Wir spoilern jetzt mal nicht, was genau da zur großen Katastrophe geführt hat, und mit welchem Ziel sich bald drei Gestalten durch den Gefahrenparcours kämpfen. Aber man könnte es eigentlich auch erzählen, denn die von Hauptautor Clay McLeod Chapman verantwortete, knappe, aber halbwegs solide Geschichte ist nur Mittel zum Zweck. Und der heißt: Endzeitatmosphäre.

Freiheit für die Roboter

Mit sichtlichem Vergnügen präsentieren der Zeichner Jakub Rebelka und der Kolorist Patricio Delpeche eine Stadtwelt, in der es kein Rush-Hour-Gedränge, keine Shopper-Massen und kein Obszönes nebeneinander von Elend und Reichtum mehr gibt. Die Panels zeigen zwar Ruinen, aber keinen Verfall – sondern eine von der Last der Menschen befreite Dynamik der Schöpfung. Mit Zurück-zur-Natur-Naivität hat das aber nichts zu tun. Bald wird klar, dass diese neue Welt so sehr von Organischem wie von Maschinellem, von den Fortschreibungen der heutigen Künstlichen Intelligenzen, geprägt wird.

Der Plot feiert mal wieder menschlichen Widerstandsgeist. Und hehre Ideale. Es geht um Freiheit, würde, Sinn und Selbstbestimmung – die ganz großen Begriffe fliegen herum wie Frisbees, wenn nicht wie Granatsplitter. Ein später Mensch, den es eigentlich gar nicht mehr geben dürfte, will hier sogar sauber programmierten, zweckgerichteten Robotern die Qual der Wahl schenken.

Auf zur letzten Schlacht

Diesem sehr üblichen Pathos stemmen sich die Bilder entgegen.

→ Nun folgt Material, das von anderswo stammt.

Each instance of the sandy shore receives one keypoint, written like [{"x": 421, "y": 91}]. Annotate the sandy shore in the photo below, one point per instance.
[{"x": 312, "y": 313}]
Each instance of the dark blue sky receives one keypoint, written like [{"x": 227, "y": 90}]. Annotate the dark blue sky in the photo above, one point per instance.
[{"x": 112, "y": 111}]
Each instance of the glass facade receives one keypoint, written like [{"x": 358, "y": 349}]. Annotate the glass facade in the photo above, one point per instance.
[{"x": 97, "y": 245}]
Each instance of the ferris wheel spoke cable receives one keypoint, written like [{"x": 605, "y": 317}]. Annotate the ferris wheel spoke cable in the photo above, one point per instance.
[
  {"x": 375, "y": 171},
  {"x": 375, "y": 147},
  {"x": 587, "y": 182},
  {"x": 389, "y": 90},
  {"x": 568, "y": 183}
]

Das Zerlumpte des Überlebenden steht auf den Seiten wie der Gegenentwurf zum anmaßenden Luxus der Ressourcenvernichtungsära. Die plumpen bis skurrilen Roboter, die hier noch immer tuckern und einander reparieren, haben etwas liebenswert Beschränktes - eine beruhigende Überschaubarkeit der Ambitionen. Je näher diese Maschinen der menschlichen Freiheit kommen, desto krisenreicher und gefährlicher werden sie. Und wenn es hier zu regelrechten Schlachten kommt, wenn die postapokalyptische Welt die letzten Horden Unruhestifter loswerden will, dann kann man – dank der Bilder, nicht der Texte – mit beiden Seiten sympathisieren.

Nein, es ist nicht die Pandemie, die uns in ein morbides Interesse an Endzeitfantasien triebe, wie man manchmal lesen kann. Dieses Interesse ist uralt und bei uns lange vor Corona heftig wieder aufgeflammt. Wer zu denen gehört, die immer mal wieder über mögliche große Änderungen im Fortschrittsplan der eigenen Spezies nachdenken, wird an „Origins“ vermutlich Gefallen finden.

Clay McLeod Chapman, Jakub Rebelka, Patricio Delpeche: Origins. Comic. Aus dem Englischen von Frank Neubauer. Cross Cult Verlag, Ludwigsburg. 144 Seiten, 22 Euro. Auch als E-Book, 12,99 Euro.